Molly Bang — who has written over 30 books for kids, some of which are science books and some of which are story books — seems to be Ms. Carney’s kindred spirit in two separate but related realms of the world of progressive education. Ms. Bang sees both her children’s science and story books as critical links in the development of a child’s education and character. “Nourishing, not clinical,” is the motto Ms. Carney sought to imbue in the program’s planning.
Ms. Bang is a celebrated leader in children’s progressive education. But via a less clinical description, she seems to be a child’s storytelling ally and advocate. Her mission is to disseminate scientific truth and usher early childhood development of crucial qualities such as empathy and understanding and self-knowledge through means of exploring narrative:
“We see our lives as stories. We understand the world in terms of story. When we start reading stories as kids, we start using those patterns as ways to see. Stories are a way of making sense of the world, and that’s the value of stories for kids. Stories give us windows into the behavior of others and ourselves,” Ms. Bang said, “but also interpret why we do things ourselves. What we do when you’re reading a story book is you identify with the characters in it ... it broadens your ability to understand other worlds.”

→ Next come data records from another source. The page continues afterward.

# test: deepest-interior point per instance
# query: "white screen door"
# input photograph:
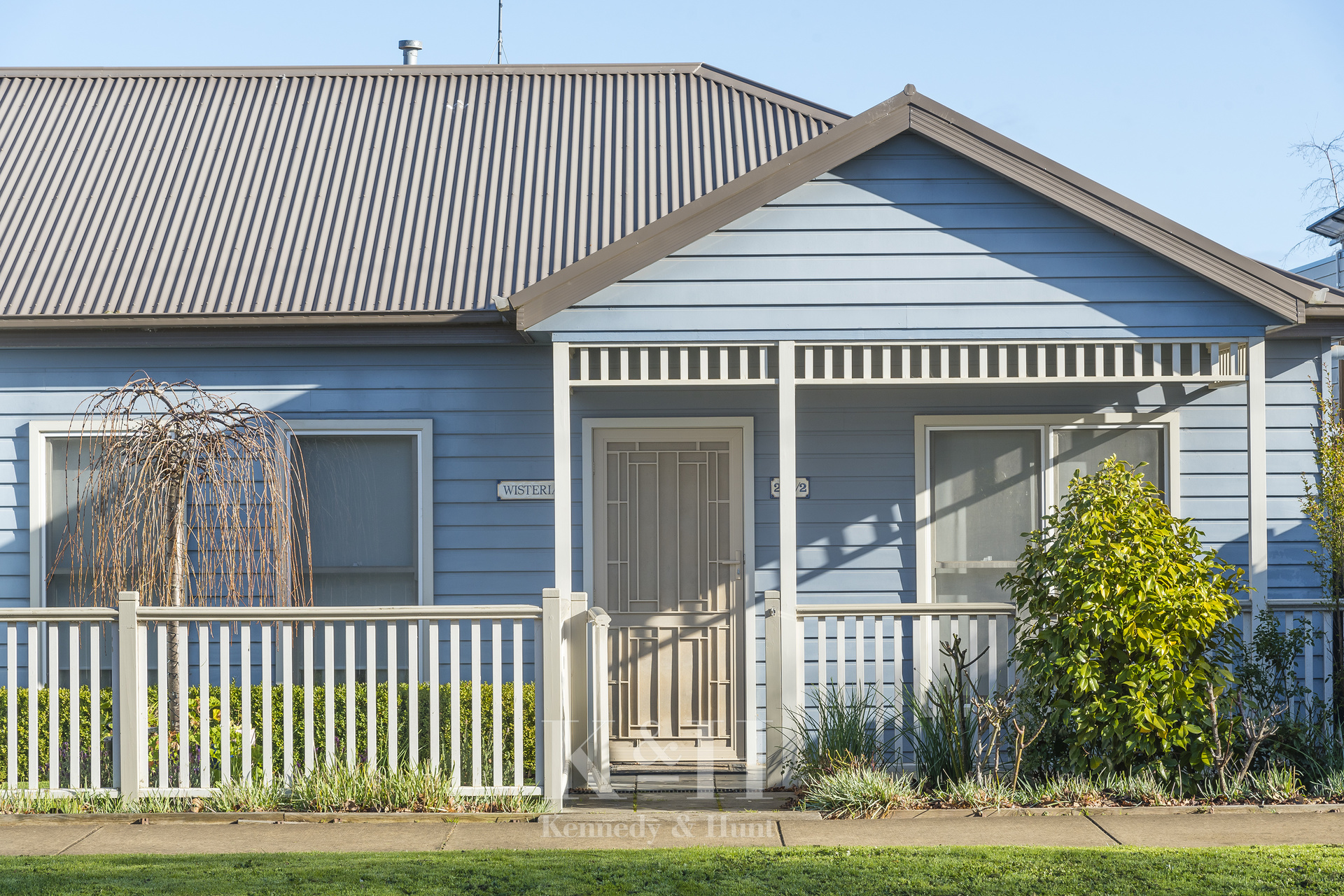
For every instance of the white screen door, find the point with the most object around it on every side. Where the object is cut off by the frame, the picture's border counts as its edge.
(668, 551)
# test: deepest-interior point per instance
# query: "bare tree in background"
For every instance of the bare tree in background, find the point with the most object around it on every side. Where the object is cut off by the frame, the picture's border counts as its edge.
(187, 498)
(1327, 191)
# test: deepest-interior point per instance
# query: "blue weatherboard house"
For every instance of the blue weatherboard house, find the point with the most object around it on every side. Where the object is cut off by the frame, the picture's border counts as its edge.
(772, 388)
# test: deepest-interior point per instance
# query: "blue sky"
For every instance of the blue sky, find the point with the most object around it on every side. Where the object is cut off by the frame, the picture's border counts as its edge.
(1187, 106)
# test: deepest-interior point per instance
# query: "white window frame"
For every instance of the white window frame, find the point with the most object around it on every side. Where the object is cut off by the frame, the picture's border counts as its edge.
(1047, 425)
(39, 514)
(424, 433)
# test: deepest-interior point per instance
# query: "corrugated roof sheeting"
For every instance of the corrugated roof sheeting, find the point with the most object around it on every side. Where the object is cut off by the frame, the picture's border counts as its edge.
(350, 192)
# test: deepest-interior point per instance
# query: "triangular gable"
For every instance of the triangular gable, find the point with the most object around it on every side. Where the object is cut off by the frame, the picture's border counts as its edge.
(913, 113)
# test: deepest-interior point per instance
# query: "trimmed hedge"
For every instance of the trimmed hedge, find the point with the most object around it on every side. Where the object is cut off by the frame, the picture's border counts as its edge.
(464, 704)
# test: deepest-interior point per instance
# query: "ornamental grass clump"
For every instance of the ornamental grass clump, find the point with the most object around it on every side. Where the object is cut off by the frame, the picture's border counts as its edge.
(859, 790)
(1123, 628)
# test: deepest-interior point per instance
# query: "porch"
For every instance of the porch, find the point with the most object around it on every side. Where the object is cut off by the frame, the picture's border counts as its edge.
(802, 636)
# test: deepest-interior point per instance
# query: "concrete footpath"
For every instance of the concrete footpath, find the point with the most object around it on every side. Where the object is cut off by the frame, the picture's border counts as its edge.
(66, 836)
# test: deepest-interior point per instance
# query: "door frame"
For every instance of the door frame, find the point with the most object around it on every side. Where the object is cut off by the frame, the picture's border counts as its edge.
(752, 726)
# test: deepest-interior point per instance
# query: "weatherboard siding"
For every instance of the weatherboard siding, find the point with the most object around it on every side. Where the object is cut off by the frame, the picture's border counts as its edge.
(909, 241)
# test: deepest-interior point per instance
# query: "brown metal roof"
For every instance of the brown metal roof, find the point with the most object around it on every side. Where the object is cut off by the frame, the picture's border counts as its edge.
(910, 112)
(368, 190)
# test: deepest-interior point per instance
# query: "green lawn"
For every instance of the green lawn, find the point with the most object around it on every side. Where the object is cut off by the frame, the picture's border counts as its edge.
(776, 872)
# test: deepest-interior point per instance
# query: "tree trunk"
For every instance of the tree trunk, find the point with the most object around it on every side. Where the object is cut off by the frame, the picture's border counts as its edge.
(176, 598)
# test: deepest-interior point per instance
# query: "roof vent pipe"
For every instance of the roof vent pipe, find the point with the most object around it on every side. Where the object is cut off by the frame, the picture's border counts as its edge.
(410, 50)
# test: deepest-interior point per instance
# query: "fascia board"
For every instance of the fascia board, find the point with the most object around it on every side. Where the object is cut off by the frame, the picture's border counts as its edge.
(918, 115)
(1108, 209)
(708, 213)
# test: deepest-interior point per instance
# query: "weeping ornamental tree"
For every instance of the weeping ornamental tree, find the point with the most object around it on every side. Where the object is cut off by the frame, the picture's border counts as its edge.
(187, 498)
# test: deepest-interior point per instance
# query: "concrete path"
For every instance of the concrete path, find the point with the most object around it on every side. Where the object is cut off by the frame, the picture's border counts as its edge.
(48, 836)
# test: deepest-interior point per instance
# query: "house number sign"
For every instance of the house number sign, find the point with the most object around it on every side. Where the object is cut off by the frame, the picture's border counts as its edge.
(524, 489)
(804, 486)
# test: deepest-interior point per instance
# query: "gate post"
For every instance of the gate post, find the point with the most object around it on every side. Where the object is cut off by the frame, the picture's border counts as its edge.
(773, 691)
(131, 694)
(600, 708)
(577, 691)
(553, 720)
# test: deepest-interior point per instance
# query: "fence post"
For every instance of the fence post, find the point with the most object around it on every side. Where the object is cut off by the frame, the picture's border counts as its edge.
(553, 699)
(600, 710)
(577, 695)
(773, 691)
(130, 664)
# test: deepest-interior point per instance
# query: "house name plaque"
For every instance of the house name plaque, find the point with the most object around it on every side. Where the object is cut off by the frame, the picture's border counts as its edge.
(524, 489)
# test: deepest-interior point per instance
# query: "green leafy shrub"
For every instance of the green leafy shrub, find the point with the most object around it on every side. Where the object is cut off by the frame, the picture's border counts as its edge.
(298, 754)
(1124, 624)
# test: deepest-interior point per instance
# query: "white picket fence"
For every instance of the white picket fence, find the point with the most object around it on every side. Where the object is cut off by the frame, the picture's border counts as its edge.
(1317, 657)
(324, 666)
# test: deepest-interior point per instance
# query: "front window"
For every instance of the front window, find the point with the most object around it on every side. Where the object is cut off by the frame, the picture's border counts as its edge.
(363, 495)
(986, 495)
(363, 517)
(987, 489)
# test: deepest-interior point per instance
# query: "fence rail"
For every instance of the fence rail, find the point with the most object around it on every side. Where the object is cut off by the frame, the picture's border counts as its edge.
(178, 701)
(892, 649)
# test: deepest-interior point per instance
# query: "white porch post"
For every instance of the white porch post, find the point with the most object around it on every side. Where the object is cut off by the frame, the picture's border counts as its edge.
(1257, 481)
(555, 659)
(564, 464)
(790, 662)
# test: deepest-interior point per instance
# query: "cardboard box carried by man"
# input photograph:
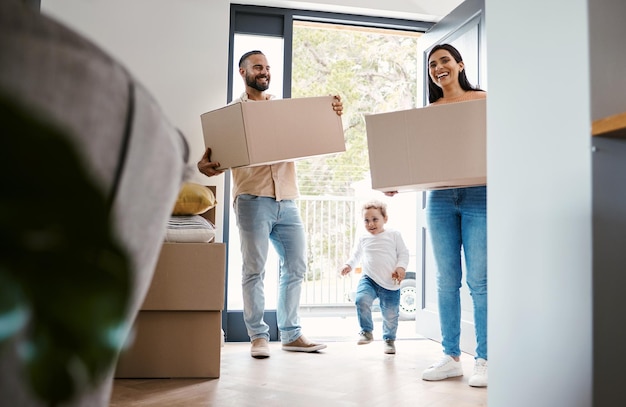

Ms. Bang’s experience in writing books for and teaching art to children is immense. Her books include the Caldecott Honor books Ten, Nine, Eight and The Grey Lady and the Strawberry Snatcher; the Giverney prizewinner for best children’s science book Common Ground; Massachusetts Book Award winner My Light; as well as The Paper Crane and When Sophie Gets Angry — Very, Very Angry. She has illustrated for UNICEF, worked for public health project in Mali and has written a book explaining the principles of picture books called Picture This. Her ability to communicate this experience should be helpful to parents who attend Thursday’s program.
“After kids have had art in schools, after kids have worked on making pictures, they have calmed down, and are able to flow into other lessons with a much greater sense of attention,” she said. “It sets them up for focusing on the next project.”
But the value is not merely behavioral. Art education builds analytical skills, the author who resides in Falmouth and San Francisco, Calif., said. “If you’re going to draw things or if you’re going to paint them it requires that you pay attention to them in a way you wouldn’t otherwise,” she said. “It helps you see the world with more care and attention.”
Art education also builds an appreciation in the miracle of nature. As Ms. Bang put it: “You realize how miraculous something is when you’re drawing it. You really can become in love with it or in awe of it when you’re trying to draw it.”
Such benefits are what the Arts a la Carte gathering will explore Thursday.
Ms. Bang describes Ms. Carney as a magical teacher, and lauds her ability to excite children about art: “She has children extraordinarily enthusiastic about making art and she encourages them in whatever they’ve done.”
Ms. Carney’s aim with this program is to focus on parents’ interaction with their children’s creative development.
With such a promising start, Ms. Carney might consider a surname change to “Dynamite.”
Molly Bang will present her talk, Picture This, at the Point Way Inn in Edgartown on at 2 p.m. on Thursday in a luncheon program that begins at 1 p.m. Questions and conversation may continue until 4:30 p.m. Preregister by calling 508-696-7671.